Analysis of the replication intermediates of YAC_MEM in the presence and absence of DNA topoisomerases.
Synchronized top2-td cells transformed with YAC_MEM were fixed 40 minutes after their release into the S-phase under permissive or restricted conditions. The DNA was isolated and analyzed undigested in 2D gels. The corresponding immunograms are shown with their corresponding interpretative diagrams to their right. Bubble arcs in red and simple-Y arcs in green. Linear molecules and recombinants are shown in black. The simulation program 2D gel [19] was used to predict the shape of twelve consecutive RIs if replication initiated bi-directionally at ARS4 and proceeds unconstrained (shown to the left) or if initiation occurs at one telomere (shown to the right). A linear map is shown on top of each series of RIs showing the relative positions of ARS4 (in green) and CEN6 (in red). The relative masses of the RIs are shown to the left. The red arrow indicates the transition from bubbles to simple-Ys.
Figure 7.
Construction of pYAC_MEM_RFB+ and YAC_MEM_RFB+ and analysis of their replication intermediates.

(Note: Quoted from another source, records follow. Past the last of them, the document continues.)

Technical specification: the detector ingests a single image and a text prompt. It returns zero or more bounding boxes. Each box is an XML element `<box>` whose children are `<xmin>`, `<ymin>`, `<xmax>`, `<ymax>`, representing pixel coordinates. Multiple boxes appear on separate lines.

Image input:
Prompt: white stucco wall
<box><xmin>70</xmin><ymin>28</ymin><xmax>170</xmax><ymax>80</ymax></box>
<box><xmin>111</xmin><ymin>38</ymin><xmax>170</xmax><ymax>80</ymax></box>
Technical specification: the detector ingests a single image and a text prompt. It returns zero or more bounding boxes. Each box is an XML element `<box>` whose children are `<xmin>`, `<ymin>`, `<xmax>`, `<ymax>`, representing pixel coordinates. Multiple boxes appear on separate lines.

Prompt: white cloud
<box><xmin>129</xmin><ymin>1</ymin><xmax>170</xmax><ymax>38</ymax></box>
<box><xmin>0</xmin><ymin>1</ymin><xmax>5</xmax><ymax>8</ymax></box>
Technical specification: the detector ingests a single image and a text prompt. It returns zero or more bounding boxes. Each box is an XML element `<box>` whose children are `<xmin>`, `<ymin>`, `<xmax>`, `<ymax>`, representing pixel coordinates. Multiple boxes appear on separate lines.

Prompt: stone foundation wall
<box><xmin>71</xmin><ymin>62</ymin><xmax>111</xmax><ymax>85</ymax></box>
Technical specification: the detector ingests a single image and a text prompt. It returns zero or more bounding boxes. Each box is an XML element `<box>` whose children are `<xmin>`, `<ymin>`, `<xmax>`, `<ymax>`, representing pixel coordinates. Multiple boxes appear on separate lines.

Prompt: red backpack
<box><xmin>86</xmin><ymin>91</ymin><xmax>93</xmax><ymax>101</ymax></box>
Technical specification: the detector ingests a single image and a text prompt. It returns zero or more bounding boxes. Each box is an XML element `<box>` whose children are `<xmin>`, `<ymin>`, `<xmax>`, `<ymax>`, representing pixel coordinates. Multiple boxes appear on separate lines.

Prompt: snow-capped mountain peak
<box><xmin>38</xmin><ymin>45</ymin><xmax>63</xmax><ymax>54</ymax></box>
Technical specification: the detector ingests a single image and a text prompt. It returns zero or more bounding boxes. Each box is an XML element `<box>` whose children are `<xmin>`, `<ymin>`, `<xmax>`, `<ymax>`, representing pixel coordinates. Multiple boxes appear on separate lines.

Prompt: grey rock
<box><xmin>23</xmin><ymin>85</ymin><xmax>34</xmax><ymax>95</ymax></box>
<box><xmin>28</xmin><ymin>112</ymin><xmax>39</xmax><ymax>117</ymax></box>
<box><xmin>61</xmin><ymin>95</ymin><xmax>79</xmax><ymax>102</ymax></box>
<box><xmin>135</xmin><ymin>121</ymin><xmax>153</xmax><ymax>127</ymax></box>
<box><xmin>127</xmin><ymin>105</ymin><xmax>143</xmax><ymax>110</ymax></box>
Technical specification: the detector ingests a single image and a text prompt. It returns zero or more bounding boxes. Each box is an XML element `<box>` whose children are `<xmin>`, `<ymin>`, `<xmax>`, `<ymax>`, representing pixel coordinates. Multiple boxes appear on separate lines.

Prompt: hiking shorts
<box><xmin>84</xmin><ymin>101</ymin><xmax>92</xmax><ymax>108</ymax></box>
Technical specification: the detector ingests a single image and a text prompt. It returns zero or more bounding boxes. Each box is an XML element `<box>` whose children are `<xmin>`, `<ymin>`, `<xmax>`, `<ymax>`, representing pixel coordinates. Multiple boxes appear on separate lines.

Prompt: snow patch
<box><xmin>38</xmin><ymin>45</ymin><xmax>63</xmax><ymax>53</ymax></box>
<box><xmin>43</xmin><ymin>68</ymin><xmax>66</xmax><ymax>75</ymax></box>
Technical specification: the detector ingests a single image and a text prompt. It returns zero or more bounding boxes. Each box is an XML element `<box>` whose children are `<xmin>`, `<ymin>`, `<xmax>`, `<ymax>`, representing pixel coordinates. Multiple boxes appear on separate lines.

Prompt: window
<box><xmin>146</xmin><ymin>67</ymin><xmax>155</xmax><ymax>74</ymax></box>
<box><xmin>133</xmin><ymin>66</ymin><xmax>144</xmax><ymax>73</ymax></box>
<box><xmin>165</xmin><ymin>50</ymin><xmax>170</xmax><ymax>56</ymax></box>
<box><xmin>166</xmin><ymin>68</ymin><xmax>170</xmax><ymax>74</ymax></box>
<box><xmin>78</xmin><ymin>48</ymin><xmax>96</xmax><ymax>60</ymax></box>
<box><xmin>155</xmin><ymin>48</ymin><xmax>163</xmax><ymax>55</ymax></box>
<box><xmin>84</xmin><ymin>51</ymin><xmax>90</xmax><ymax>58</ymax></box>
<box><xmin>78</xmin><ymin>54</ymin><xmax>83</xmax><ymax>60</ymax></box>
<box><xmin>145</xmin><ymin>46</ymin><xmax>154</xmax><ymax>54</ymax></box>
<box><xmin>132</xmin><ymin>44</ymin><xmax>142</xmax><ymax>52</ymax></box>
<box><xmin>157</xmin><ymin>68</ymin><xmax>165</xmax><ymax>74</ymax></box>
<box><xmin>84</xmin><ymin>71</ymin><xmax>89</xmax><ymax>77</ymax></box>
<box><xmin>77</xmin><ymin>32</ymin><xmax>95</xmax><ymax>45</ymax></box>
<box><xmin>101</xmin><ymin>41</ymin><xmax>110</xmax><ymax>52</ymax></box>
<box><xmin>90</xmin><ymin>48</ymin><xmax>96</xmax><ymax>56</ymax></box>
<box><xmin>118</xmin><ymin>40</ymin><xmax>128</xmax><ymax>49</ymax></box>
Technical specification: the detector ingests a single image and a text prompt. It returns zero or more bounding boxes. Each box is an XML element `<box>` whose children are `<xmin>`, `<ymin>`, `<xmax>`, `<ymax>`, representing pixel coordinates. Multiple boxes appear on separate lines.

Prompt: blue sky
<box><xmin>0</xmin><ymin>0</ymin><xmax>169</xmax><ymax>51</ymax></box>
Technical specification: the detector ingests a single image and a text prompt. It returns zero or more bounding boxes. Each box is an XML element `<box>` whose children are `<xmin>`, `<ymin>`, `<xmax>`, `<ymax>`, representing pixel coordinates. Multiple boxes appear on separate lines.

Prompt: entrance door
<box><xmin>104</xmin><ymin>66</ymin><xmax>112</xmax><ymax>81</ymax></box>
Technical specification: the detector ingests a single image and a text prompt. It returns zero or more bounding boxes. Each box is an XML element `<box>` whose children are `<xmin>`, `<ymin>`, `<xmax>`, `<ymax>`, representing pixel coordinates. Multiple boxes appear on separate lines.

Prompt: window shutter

A: Name, mass and genetic map of the circular minichromosome. The relative positions of its most relevant features are indicated inside: The centromeric sequence CEN6, the autonomous replication sequence (ARS4), URA3, the lambda DNA marker sequence (L1), the ribosomal RFB, Tetrahymena telomeric repeats, HIS3, the lambda DNA marker sequence (L2), the ColE1 unidirectional origin (ColE1 Ori) and the ampicillin-resistance gene (AmpR). Outside, the relative positions of sites recognized by specific restriction endonucleases are indicated. B: The corresponding linear map of the restriction fragment used and its size. Below, the genetic map of YAC_MEM_RFB+. C: Synchronized top2-td cells transformed with either pYAC_MEM_RFB+ or YAC_MEM_RFB+ were fixed 40 minutes after their release into the S-phase. The DNA was isolated, digested with the restriction enzymes shown to the left or kept undigested and analyzed in 2D gels. The corresponding immunograms are shown at the far left column with their corresponding interpretative diagrams to their right. Bubble arcs in red and simple-Y arcs in green. Linear molecules, recombinants and accumulated forms are shown in black. The simulation program 2D gel [19] was used to predict the shape of twelve consecutive RIs. For the BamHI-SwaI restriction fragment of the circular minichromosome pYAC_MEM_RFB+, if replication initiates at ARS4 and both forks proceed unconstrained (i), if replication initiates at ARS4, the leftward moving fork stalls permanently at CEN6 and the rightward moving fork moves unconstrained through the RFB (ii), and if replication initiates at ARS4, the leftward moving fork stalls transiently at CEN6 and the rightward moving fork stalls permanently either at the first or the second closely spaced sites of the RFB (iii). Below, for the linear minichromosome YAC_MEM_RFB+ on top, if replication initiates at ARS4 and both forks proceed unconstrained (i), if replication initiates at ARS4 and the rightward moving fork stalls permanently at the RFB (ii) and if replication initiates at the left telomere and the rightward moving fork stalls permanently at the RFB (iii). A linear map is shown on top of each series showing the relative positions of ARS4 (in green), CEN6 (in magenta) and the RFB (in red). The relative masses of the RIs are shown to the left. Red arrows indicate the transition mass of the RIs from bubbles to simple-Ys whereas blue arrows indicate the transition mass from simple-Ys to double-Ys.